Learning Deep Learning with PyTorch: A Hands-on Approach
This article explores how to learn deep learning using PyTorch through hands-on coding examples, focusing on gradient descent and various optimization algorithms. It demonstrates how experimenting with simple code examples can build a solid understanding of fundamental concepts.
Deep learning can seem daunting for beginners, especially those with limited coding experience. However, one effective approach is to start with simple, concrete examples and gradually build understanding through experimentation. Let’s explore this methodology using PyTorch as our framework.
The journey begins with basic gradient descent implementation. Consider a simple example with just two parameters and a straightforward loss function:
import torch
w = torch.tensor([0.5,0.5], requires_grad=True)
loss = w[0]**2 + 2*w[1]**2
optimizer = torch.optim.SGD([w], lr=0.01)
loss.backward()
optimizer.step()
This basic implementation allows us to observe how parameters update during training. By examining the gradients and parameter values at each step, we can verify our theoretical understanding matches the actual computations.
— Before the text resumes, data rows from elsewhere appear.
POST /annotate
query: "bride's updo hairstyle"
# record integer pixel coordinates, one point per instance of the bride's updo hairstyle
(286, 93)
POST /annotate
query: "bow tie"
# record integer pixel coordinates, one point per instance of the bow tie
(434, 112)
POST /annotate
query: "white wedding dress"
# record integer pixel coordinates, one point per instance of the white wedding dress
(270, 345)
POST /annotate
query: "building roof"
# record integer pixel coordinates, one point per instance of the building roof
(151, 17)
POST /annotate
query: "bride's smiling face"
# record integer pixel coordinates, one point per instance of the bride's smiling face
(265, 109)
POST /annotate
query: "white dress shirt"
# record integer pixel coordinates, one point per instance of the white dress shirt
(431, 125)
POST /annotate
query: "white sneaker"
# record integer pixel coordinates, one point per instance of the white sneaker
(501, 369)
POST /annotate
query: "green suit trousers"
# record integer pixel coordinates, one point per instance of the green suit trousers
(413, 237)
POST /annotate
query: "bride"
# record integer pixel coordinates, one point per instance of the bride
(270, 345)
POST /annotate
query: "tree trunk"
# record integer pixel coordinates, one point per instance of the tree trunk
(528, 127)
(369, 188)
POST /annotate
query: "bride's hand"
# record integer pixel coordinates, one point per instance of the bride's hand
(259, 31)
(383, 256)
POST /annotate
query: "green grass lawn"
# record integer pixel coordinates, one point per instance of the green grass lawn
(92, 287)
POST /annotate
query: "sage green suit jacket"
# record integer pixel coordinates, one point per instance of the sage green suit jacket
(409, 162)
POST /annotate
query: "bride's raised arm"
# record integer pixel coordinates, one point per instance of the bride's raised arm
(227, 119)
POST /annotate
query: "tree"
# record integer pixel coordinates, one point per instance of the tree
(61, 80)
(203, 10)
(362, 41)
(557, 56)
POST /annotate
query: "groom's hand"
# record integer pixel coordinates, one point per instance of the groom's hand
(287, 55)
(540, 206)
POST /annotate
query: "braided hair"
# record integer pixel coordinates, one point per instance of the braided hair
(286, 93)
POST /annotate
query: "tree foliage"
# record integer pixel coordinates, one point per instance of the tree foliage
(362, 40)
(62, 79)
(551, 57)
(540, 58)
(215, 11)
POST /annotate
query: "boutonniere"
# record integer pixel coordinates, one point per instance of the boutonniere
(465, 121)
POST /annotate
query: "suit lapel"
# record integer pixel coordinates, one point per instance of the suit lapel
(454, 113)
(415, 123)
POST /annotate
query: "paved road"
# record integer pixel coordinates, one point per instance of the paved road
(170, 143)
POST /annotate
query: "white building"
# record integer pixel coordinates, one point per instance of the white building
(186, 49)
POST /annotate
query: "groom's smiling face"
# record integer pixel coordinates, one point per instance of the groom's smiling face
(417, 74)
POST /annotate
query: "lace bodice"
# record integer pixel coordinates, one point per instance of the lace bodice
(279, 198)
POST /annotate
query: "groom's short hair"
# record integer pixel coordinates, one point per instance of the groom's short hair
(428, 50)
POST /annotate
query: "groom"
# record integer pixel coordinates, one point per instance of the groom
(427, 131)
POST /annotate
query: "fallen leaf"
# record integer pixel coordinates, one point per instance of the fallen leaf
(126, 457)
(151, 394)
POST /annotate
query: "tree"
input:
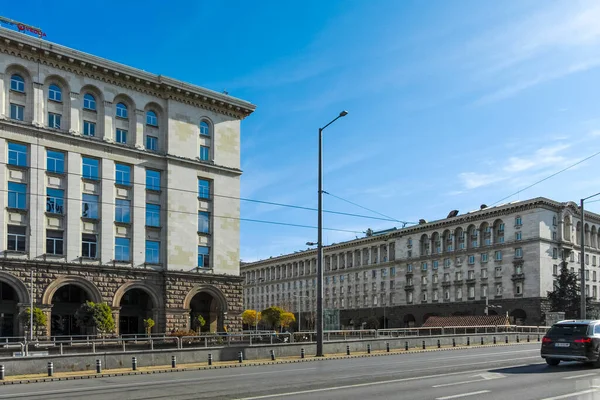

Building on this foundation, we can explore more sophisticated optimizers. PyTorch offers several options, each with unique characteristics:
The Adagrad optimizer adapts learning rates for each parameter based on historical gradient information. Parameters with larger gradients get smaller learning rates and vice versa. This approach helps balance the learning process across different parameters.
RMSprop improves upon Adagrad by introducing an exponentially decaying average of squared gradients. This prevents the learning rates from becoming too small over time, a common issue with Adagrad.
The Adam optimizer combines the benefits of momentum-based methods with adaptive learning rates. It maintains both a moving average of gradients and their squares, effectively incorporating the advantages of both RMSprop and momentum methods.
Learning rate scheduling represents another crucial aspect of optimization. PyTorch provides various scheduling strategies:
- Step-based scheduling
- Exponential decay
- Plateau-based adaptive scheduling
- Custom scheduling functions
Through hands-on experimentation with these different optimizers and scheduling strategies, we can develop an intuitive understanding of their behaviors and trade-offs. This practical approach helps bridge the gap between theoretical knowledge and practical implementation skills.
Remember that while these examples use simplified scenarios, the underlying principles apply to larger, more complex models. Starting with basic examples allows us to focus on understanding core concepts without getting overwhelmed by implementation details.
The iterative process of modifying code, predicting outcomes, and verifying results helps develop both coding proficiency and deep learning intuition. As you gain confidence with these fundamentals, you can progressively tackle more complex architectures and applications using PyTorch.